Sharon Springs-Wallace County High School football coach Kevin Ayers admitted his team is far from the biggest, but what the Wildcats sacrifice in size, they make up for in aggressiveness and discipline.

Those qualities have played a significant role in the reason why Wallace County (10-0) leads eight-man football in Kansas in points allowed, giving up 5.6 points per game.

"It's a group that when you look out there, there aren't any big glaring all-stars," Ayers said. "It's a defensive unit that plays exceptionally well together."

Wallace County will travel Saturday to Kensington-Thunder Ridge for the Eight-Man Division II sub-state championship game. Game time is 4 p.m.

The winner will earn a berth in the state championship game Nov. 17 at Newton.

For the Wildcats, this would have additional meaning, because though Ayers has gone to the playoffs every year he's coached Wallace County, the Wildcats haven't been past the first round since 2007 when they won the state title.

The past two years, Wallace County has been bounced from the playoffs by Thunder Ridge, but Ayers said those losses won't be necessary to provide his team with motivation for Saturday.

"At this stage of the game, when it's the sub-state game ... everybody wants it," Ayers said. "Both teams are going to be highly motivated."

Wallace County runs a 3-2 defense but has thrown in a stack defense in recent weeks.

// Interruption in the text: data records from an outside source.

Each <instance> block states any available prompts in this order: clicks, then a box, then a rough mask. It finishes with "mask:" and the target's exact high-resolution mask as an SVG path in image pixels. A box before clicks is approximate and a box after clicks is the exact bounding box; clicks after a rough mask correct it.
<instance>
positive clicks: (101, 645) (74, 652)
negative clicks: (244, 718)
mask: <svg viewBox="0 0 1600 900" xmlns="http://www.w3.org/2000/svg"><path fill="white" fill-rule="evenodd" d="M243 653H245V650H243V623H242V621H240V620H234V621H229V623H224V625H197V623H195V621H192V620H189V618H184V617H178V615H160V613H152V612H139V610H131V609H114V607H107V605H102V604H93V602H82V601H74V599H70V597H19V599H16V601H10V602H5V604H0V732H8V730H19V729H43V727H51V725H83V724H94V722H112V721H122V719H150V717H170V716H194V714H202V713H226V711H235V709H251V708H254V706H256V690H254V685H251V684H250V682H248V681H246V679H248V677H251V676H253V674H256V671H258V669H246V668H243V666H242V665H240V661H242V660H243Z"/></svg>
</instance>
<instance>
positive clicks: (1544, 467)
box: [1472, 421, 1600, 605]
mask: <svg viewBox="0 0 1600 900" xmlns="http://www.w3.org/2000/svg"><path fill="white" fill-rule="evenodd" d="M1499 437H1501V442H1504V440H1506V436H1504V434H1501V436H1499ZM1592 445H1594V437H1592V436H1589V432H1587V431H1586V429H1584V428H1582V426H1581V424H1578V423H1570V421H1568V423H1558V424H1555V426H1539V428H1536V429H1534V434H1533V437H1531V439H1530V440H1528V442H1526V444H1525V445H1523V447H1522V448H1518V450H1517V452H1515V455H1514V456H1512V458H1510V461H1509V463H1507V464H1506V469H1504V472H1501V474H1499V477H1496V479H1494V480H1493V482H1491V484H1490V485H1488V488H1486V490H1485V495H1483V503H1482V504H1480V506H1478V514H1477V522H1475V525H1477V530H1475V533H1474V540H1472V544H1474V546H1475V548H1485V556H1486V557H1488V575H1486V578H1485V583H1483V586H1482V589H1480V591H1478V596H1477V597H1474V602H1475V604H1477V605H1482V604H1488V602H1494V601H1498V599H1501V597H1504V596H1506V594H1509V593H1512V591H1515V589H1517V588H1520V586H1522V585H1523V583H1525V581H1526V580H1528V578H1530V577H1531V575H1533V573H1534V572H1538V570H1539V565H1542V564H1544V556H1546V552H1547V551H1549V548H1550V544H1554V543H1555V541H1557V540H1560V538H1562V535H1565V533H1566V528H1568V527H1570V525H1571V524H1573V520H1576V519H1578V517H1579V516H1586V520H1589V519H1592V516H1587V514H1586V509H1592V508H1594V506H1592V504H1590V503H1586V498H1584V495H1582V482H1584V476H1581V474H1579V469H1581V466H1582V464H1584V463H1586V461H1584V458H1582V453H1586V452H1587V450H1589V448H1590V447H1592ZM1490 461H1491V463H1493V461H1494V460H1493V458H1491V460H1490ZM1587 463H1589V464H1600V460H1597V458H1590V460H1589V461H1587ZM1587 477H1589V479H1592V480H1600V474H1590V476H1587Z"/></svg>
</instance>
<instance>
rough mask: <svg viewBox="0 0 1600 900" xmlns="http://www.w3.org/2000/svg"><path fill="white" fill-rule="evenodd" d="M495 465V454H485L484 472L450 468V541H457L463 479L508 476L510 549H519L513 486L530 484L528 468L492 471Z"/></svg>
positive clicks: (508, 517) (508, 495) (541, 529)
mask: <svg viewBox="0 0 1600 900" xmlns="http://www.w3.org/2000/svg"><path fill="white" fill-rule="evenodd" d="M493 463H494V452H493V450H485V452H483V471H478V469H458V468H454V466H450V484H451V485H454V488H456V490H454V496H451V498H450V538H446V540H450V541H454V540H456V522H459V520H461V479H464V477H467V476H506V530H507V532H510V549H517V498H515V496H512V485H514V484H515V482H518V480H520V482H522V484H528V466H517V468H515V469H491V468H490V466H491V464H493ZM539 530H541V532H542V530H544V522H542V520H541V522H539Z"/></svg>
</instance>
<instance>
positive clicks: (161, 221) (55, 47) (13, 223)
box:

Senior linebacker Lane Perry, who leads his team with 7.1 tackles per game, said communication is important on defense since every player must execute his assignment.

"We work together great," Perry said. "Defensively, there is always a lot of chatter with us. We always seem to be able to communicate and get to where we need to be."

Wallace County isn't physically imposing. Only four players on the Wildcats' 22-man roster weigh 180 pounds or more, according to maxpreps.com.

Ayers said the key to their success has been their experience

"We've got a lot of kids that have been coached in the fundamentals of this defense since they were freshmen, so they've done the drills for four years," Ayers said. "... They play aggressive, play very disciplined, and that's allowed us to do good things defensively."

Wallace County has allowed more than one touchdown in a game just twice this season, and both happened in the first three weeks of the season, giving up 20 on the road at Dighton and 12 at Triplains-Brewster.

Ayers said their defensive numbers might be even more impressive if Wallace County left its defensive starters in the game throughout blowouts, as several of the touchdowns were scored against the reserves.

However, Ayers and Perry agreed Thunder Ridge likely will present the toughest challenge to their defense they've seen all season. The Longhorns have the second-best scoring offense in Eight-Man Division II, posting 50.4 points per game.

Ayers said Thunder Ridge is big and senior fullback Trevor Lowe runs hard.

"I'd say these guys are probably the best team offensively we are going to play so far just because they are bigger than us," Perry said. "But we've always looked at that as a challenge for us."